Jewel’s recording success and occasional forays into acting qualified her for a glamorous Hollywood lifestyle. Instead, she found happiness in the arms of rodeo champion Ty Murray at his rustic 2,200-acre ranch in Stephensville, Texas (pop. 14,921). After a decade together, the two were married last August on a Bahamian beach, with Jewel’s 7-year-old Shih Tzu, George, her constant companion, standing in as a “witness.”
She says it was important that she and Murray spent more than a few years together before wedding. For one thing, they had to test whether the relationship could survive their ongoing separations, as she traveled as a musical princess and he as a cowboy king.
“It’s been very nice to get to know him, and him get to know me, in all sorts of circumstances,” she says. “We’ve seen all our friends get married and divorced, so we wanted to get it right.”
Planning a family
“We want to start having kids,” says Jewel. “I’m 34 and he’s 39, so I figured if we’re gonna do it, we better get on it.”

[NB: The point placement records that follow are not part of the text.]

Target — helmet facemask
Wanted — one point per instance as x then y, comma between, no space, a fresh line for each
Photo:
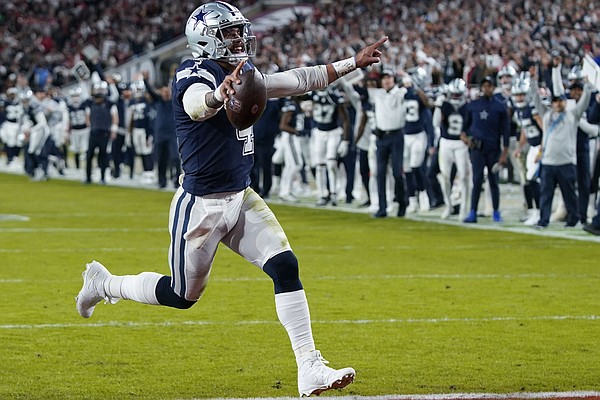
209,31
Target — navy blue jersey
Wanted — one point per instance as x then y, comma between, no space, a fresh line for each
13,110
510,107
523,118
414,107
215,156
325,109
486,119
100,116
139,115
32,111
452,121
299,120
77,118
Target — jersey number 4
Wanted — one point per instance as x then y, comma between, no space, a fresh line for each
247,136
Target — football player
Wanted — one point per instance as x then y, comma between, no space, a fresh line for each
11,127
291,125
139,129
215,203
330,138
79,131
529,123
37,132
416,141
103,119
449,118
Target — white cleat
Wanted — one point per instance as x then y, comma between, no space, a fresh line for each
92,291
446,213
413,205
314,377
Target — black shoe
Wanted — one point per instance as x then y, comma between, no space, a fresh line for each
380,214
436,205
591,229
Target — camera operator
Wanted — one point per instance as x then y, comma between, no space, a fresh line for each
486,125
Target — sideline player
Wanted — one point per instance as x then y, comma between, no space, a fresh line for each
449,119
215,203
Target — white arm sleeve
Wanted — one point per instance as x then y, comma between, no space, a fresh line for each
194,102
296,81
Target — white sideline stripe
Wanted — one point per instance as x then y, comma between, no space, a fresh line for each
518,395
79,230
86,250
323,322
421,276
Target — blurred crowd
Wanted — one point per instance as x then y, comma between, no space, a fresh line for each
463,39
42,39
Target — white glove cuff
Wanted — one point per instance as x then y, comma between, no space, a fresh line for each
344,67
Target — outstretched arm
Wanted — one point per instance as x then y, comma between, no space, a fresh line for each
302,80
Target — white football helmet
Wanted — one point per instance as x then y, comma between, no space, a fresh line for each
204,30
75,96
520,86
100,89
506,71
576,74
138,88
457,92
418,77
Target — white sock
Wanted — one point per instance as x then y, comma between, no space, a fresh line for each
292,311
140,288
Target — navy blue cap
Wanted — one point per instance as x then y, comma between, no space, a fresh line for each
488,78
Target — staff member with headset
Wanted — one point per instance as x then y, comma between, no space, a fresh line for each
389,119
486,126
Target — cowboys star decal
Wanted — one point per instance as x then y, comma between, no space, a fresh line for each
200,16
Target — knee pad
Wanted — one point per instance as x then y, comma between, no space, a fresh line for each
283,269
167,297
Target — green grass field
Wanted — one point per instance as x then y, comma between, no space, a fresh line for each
414,307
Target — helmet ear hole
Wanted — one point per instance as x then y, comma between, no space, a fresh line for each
207,39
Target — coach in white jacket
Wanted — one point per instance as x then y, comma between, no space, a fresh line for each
558,153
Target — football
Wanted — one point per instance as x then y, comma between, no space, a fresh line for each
246,106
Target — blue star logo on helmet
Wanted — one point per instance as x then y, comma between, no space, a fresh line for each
200,16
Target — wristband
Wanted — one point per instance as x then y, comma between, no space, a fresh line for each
218,96
343,67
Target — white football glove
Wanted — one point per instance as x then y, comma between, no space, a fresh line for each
343,148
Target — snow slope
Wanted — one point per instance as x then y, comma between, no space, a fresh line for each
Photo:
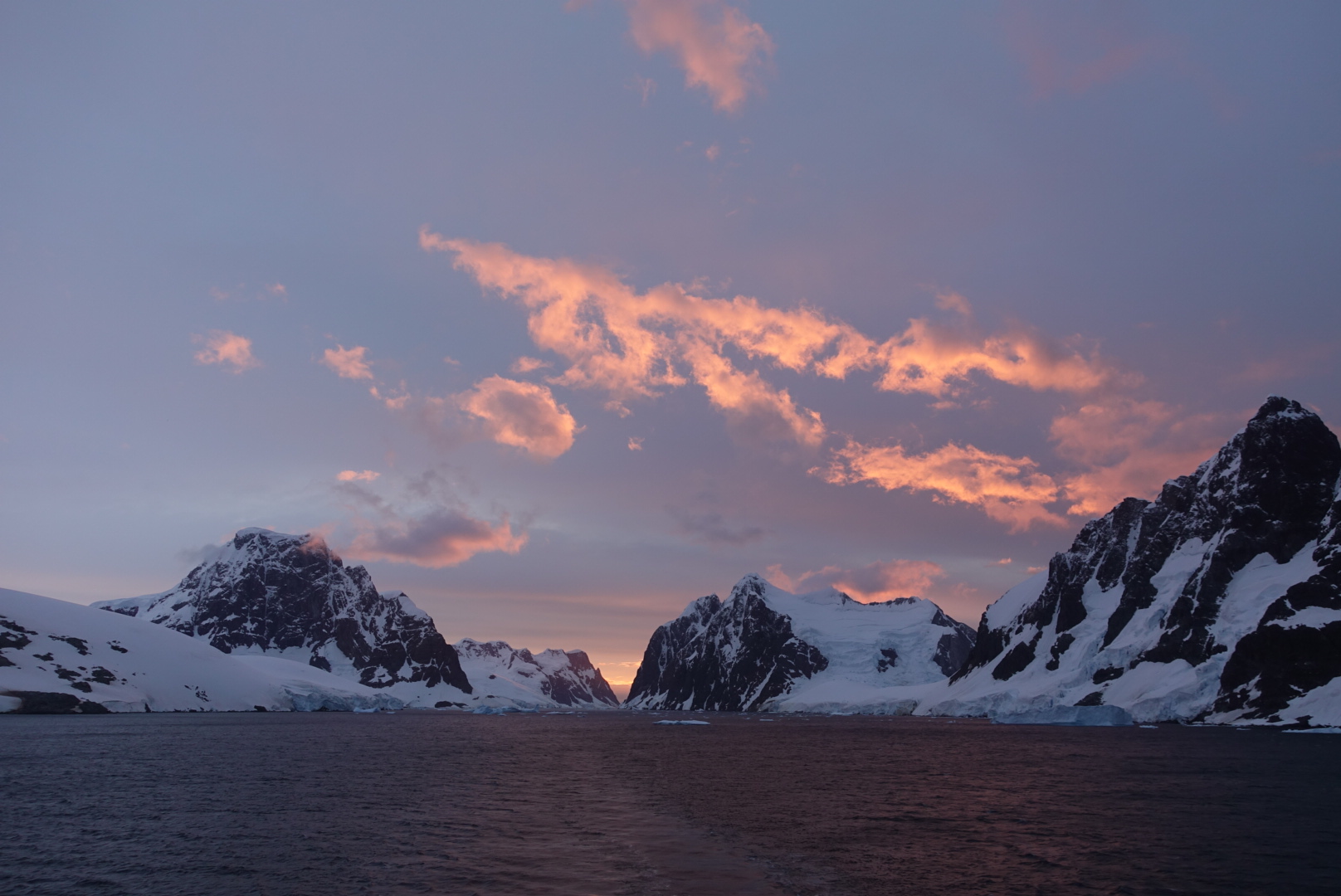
93,660
766,648
1221,601
505,675
290,596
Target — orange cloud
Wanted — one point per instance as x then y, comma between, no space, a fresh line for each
719,49
522,415
349,363
437,539
529,365
226,348
1006,489
636,345
879,581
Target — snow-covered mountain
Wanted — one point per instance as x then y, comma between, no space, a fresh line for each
550,678
290,596
65,658
766,648
1219,601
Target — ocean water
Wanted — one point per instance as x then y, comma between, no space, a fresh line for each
611,804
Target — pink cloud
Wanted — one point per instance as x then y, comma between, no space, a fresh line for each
1006,489
879,581
392,402
529,365
436,539
1129,448
637,345
349,363
522,415
1071,50
227,349
716,45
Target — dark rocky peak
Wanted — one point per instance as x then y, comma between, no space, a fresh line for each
269,591
734,655
1270,489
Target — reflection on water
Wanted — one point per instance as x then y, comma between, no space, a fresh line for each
611,804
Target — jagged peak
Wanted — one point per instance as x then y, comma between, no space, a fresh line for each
703,606
751,584
255,538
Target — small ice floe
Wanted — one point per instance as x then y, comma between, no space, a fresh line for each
1101,715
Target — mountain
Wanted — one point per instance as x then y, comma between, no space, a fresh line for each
290,596
65,658
764,648
1219,601
544,679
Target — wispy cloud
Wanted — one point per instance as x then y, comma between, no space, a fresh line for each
522,415
883,580
436,539
529,365
1129,448
712,528
1010,489
716,45
349,363
436,533
639,345
228,349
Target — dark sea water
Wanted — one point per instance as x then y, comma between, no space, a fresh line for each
611,804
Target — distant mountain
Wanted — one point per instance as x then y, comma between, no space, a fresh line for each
65,658
1219,601
544,679
291,596
766,648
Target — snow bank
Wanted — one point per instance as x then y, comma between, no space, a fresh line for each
130,665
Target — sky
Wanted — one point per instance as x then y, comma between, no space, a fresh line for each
561,315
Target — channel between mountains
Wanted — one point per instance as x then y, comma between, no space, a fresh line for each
1218,601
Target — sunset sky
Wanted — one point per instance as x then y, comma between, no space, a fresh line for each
561,315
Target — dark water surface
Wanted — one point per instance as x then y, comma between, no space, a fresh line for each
611,804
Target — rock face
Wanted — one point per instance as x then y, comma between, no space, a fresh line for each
764,648
544,679
59,658
291,596
1218,601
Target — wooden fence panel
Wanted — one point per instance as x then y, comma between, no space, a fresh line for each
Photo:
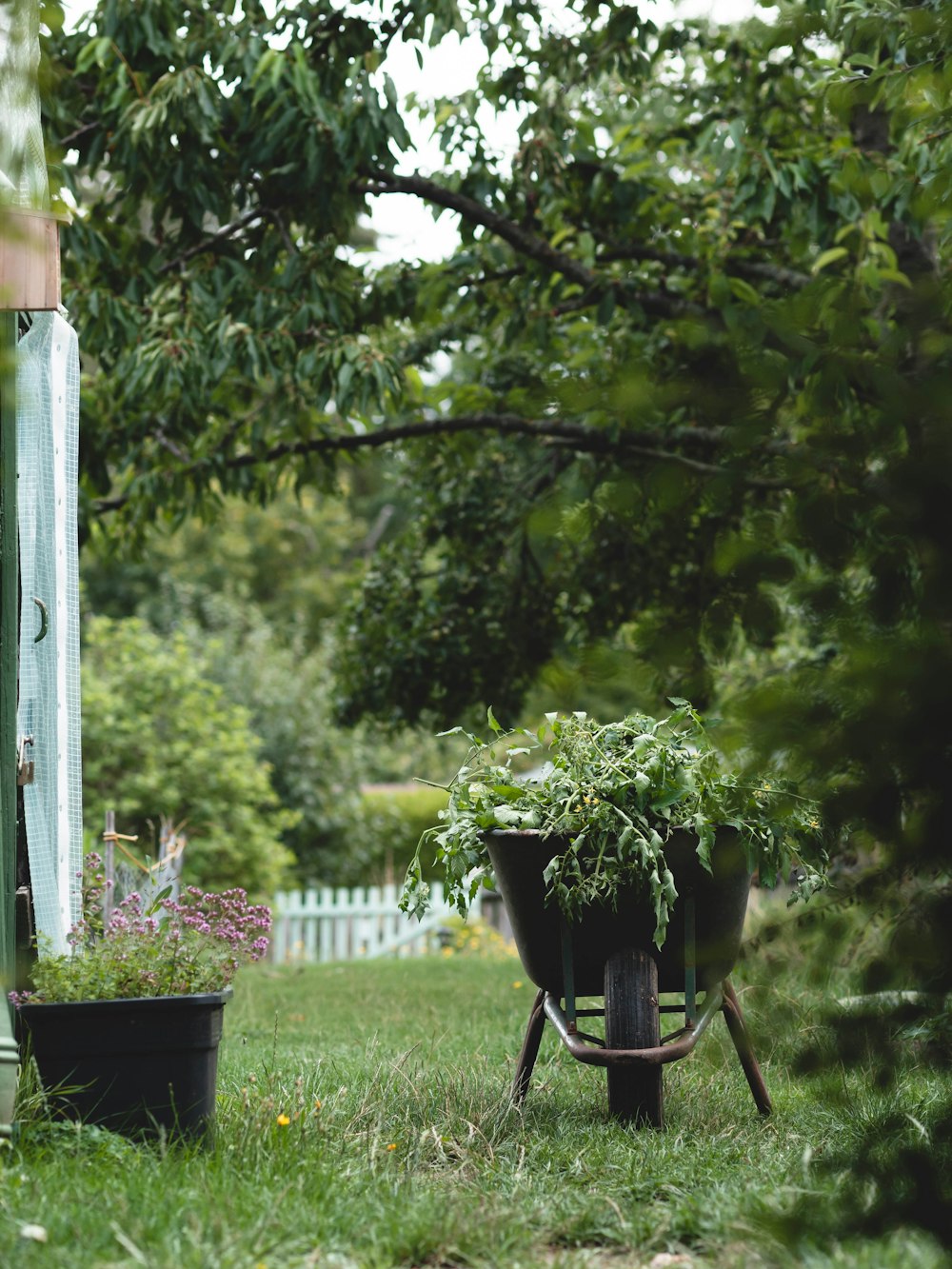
327,924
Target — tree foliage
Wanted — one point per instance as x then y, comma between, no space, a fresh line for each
160,740
684,382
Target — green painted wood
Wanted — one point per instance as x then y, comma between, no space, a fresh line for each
10,606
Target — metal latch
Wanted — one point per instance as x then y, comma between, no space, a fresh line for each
25,765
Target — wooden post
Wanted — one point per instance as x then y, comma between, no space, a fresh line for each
10,614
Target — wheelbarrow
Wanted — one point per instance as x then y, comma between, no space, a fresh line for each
609,952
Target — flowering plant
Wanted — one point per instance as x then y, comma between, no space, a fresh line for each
612,796
168,948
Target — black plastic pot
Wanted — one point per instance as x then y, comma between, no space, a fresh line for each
518,860
145,1067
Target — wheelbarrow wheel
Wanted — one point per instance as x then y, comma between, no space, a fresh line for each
632,1021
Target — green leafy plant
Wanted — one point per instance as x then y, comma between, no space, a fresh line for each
173,947
615,792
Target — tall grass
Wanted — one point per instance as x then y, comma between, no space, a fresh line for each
364,1120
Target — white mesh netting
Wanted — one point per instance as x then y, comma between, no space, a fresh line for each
23,180
48,454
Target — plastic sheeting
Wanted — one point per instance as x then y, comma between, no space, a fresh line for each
48,456
23,180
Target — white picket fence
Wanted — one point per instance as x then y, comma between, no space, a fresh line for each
327,924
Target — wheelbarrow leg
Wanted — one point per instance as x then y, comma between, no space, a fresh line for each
745,1050
529,1050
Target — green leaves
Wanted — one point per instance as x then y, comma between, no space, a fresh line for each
611,796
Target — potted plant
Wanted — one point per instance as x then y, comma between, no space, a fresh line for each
125,1028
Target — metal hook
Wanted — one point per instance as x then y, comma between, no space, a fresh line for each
44,620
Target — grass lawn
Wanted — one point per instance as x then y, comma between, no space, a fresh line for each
402,1149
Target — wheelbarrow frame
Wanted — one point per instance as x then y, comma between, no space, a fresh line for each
617,940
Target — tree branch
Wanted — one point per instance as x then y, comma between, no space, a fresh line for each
636,445
527,244
760,269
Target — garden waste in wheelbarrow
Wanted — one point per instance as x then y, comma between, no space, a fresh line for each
609,952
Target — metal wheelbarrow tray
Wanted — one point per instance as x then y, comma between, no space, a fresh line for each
609,952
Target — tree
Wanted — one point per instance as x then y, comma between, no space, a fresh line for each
162,742
684,381
693,346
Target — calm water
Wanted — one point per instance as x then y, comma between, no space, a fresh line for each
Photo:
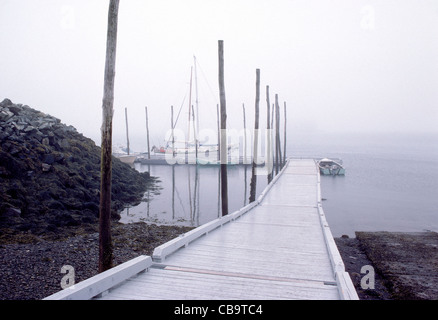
391,184
188,195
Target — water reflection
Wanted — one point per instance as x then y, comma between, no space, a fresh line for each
189,195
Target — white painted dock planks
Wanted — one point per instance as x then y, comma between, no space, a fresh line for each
280,249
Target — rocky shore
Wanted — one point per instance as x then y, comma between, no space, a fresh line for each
405,264
50,175
31,270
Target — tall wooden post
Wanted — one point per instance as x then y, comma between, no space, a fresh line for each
127,130
147,132
269,135
277,136
172,124
244,135
105,243
256,140
284,142
223,143
218,134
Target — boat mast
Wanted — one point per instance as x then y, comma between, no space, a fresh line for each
127,132
190,107
197,109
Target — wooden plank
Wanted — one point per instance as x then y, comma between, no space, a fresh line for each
283,249
170,284
94,286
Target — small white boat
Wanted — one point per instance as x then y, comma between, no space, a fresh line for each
330,167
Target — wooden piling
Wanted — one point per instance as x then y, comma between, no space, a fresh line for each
147,131
268,136
127,130
105,243
223,143
244,135
253,184
284,139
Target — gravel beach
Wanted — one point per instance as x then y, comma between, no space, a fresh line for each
30,266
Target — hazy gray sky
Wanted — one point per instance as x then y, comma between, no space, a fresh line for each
340,65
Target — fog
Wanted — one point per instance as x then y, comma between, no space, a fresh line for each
340,66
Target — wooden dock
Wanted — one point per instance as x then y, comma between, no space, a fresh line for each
278,247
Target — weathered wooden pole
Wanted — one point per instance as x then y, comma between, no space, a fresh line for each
172,124
147,132
127,130
284,129
105,243
218,134
223,143
253,184
269,136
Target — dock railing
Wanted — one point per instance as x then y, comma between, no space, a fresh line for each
160,252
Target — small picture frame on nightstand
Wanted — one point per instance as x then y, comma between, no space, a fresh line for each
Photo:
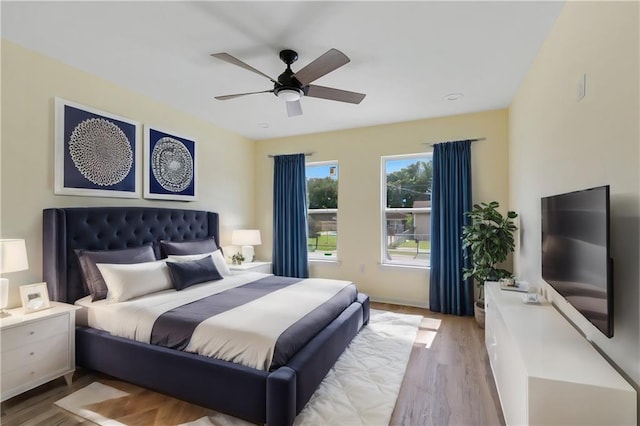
35,297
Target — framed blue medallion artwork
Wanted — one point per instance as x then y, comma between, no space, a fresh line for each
170,171
96,153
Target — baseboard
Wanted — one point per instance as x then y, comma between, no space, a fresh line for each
423,305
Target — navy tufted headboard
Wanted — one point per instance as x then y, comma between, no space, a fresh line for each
107,228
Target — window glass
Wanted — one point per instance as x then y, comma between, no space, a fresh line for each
407,210
322,214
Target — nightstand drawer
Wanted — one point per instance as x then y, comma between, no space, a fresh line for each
25,334
55,348
46,368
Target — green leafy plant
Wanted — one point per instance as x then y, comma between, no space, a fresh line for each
237,259
490,239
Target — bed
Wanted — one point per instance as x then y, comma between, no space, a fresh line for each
272,396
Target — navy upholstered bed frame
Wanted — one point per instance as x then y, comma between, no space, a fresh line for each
274,398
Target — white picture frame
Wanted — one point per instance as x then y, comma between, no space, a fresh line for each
170,165
82,166
34,297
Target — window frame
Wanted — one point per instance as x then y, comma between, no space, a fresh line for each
313,258
384,261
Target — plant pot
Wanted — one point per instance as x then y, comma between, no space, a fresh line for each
478,311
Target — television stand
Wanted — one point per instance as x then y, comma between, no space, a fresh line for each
546,373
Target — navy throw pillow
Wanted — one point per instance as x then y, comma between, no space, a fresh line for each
186,274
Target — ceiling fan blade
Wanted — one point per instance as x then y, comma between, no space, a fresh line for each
235,61
237,95
327,62
294,108
334,94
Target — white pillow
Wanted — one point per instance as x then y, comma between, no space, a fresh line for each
218,260
125,282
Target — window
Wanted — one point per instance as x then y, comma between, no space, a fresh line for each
406,209
322,215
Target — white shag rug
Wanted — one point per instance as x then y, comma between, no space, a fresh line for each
360,389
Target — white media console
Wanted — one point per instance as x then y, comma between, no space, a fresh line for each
545,371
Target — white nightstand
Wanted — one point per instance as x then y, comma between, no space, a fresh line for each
253,267
37,347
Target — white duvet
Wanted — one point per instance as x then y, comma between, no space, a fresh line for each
245,335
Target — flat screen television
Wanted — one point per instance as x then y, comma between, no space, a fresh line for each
576,251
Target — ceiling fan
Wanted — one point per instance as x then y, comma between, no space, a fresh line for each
291,86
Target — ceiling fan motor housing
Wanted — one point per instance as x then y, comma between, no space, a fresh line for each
286,81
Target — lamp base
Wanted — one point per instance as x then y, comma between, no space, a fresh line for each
248,252
4,297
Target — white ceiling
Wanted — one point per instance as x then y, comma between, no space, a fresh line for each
406,56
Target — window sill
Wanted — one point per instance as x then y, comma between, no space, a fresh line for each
325,261
404,266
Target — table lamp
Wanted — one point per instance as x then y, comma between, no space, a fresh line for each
247,238
13,258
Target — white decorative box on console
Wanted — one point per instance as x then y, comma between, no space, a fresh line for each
37,347
545,371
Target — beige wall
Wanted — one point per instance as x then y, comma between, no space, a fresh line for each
559,144
30,82
358,153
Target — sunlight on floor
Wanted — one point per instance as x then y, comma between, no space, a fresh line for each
428,331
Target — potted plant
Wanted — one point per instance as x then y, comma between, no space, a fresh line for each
490,239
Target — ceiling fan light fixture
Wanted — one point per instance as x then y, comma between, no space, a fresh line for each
289,95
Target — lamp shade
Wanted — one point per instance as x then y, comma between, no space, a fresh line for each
246,237
13,256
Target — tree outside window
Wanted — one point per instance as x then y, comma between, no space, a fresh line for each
407,210
322,214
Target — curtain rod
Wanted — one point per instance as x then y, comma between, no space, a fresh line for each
461,140
306,154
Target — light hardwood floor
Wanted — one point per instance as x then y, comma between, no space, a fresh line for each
448,382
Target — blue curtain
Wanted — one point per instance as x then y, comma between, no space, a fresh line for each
450,199
290,217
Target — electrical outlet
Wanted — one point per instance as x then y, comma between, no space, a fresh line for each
582,87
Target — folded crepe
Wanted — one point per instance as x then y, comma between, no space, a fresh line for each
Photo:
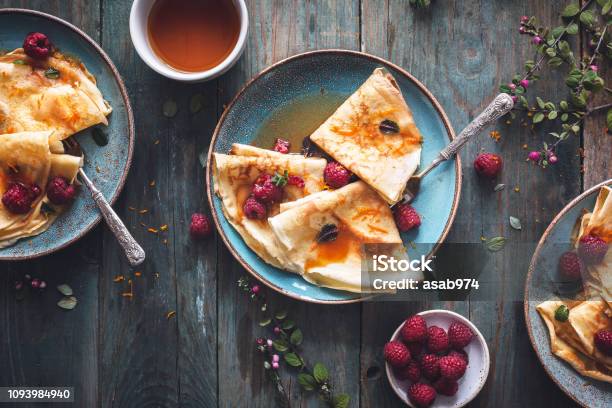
359,216
234,176
573,340
58,94
26,157
374,135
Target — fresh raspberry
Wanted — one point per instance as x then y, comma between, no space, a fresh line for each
411,372
336,175
406,217
603,341
452,367
265,191
437,340
488,164
396,353
282,146
253,209
18,198
200,226
592,249
414,329
37,46
461,354
430,367
446,387
570,266
422,395
459,335
59,191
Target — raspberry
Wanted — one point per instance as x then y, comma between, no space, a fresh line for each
265,191
411,372
430,367
603,341
445,386
282,146
437,340
336,175
37,46
421,395
592,249
570,266
461,354
59,191
459,335
488,164
396,354
406,217
18,198
200,226
253,209
452,367
414,329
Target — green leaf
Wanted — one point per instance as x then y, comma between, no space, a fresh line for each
320,373
570,10
293,360
496,244
307,381
296,337
341,401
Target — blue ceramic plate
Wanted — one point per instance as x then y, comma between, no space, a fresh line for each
315,79
108,165
539,287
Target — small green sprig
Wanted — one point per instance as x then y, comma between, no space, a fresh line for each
286,342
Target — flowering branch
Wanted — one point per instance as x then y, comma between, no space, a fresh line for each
287,340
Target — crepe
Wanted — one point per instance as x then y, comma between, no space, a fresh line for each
374,135
360,216
33,99
573,340
233,179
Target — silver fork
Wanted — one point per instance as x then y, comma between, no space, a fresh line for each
496,109
133,251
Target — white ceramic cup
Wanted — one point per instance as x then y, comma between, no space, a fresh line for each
139,16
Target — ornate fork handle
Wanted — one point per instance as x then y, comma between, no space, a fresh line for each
133,250
501,105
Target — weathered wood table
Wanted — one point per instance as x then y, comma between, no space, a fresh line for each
127,353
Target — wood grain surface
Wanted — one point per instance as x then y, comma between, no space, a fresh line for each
125,352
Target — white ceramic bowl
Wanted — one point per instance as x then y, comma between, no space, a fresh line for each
475,375
139,16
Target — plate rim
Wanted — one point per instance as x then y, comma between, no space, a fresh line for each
130,118
209,188
569,206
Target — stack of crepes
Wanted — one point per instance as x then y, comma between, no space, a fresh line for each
573,340
318,232
41,103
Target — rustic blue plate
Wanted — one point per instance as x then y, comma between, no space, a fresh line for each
540,287
307,77
108,165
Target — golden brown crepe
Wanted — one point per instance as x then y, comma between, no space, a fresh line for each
374,135
360,216
26,157
233,179
32,98
573,340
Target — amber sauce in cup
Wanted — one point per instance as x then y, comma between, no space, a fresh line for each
193,35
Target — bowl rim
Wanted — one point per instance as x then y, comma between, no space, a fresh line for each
472,326
568,207
209,187
130,118
156,64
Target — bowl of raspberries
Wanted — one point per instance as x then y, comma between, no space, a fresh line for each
437,358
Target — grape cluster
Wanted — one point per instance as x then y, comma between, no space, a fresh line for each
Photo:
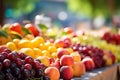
111,38
18,66
95,53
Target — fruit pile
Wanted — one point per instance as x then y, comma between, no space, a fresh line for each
111,38
18,66
43,53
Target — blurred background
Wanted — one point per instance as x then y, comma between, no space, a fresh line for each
92,14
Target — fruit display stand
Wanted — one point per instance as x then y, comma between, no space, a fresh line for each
46,55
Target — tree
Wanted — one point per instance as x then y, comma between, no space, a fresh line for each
19,7
93,8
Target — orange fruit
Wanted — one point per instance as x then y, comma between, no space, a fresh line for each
53,73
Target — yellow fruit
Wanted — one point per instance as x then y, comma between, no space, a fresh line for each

They hope for two children, but the cowboy adds a caution learned from years of birthing calves. “You got to get one on the ground,” Murray says, “before you can even think about the other one.” Murray tips his cowboy hat to his mate. “She helps me quite a bit with the feeding, branding or whatever else is going on,” says the superstar cowboy who retired in 2002 with seven All-Around World Championship titles and co-founded the Professional Bull Riders organization.
The girl whose risky teenage years laid a foundation for humanitarian acts has found peace on horseback and in the ranch house filled with Tibetan antiques, rodeo championship buckles and other eclectic touches.
But Jewel says she likes getting outside, underneath the wide Texas sky, as much as possible. “I grew up on a ranch in Alaska,” she says. “I’ve always felt like the outdoors was like my church. I fit in neatly with God when I was outside.”
Finding her place also meant changing her last name to Murray. “It’s sweet, it’s old-fashioned,” she says. “And it didn’t hurt my career, because I’m still Jewel.”
She laughs. “One day we’ll be lancing a boil on a calf’s neck, the next day we’ll be at the Oscars. It’s a good balance.”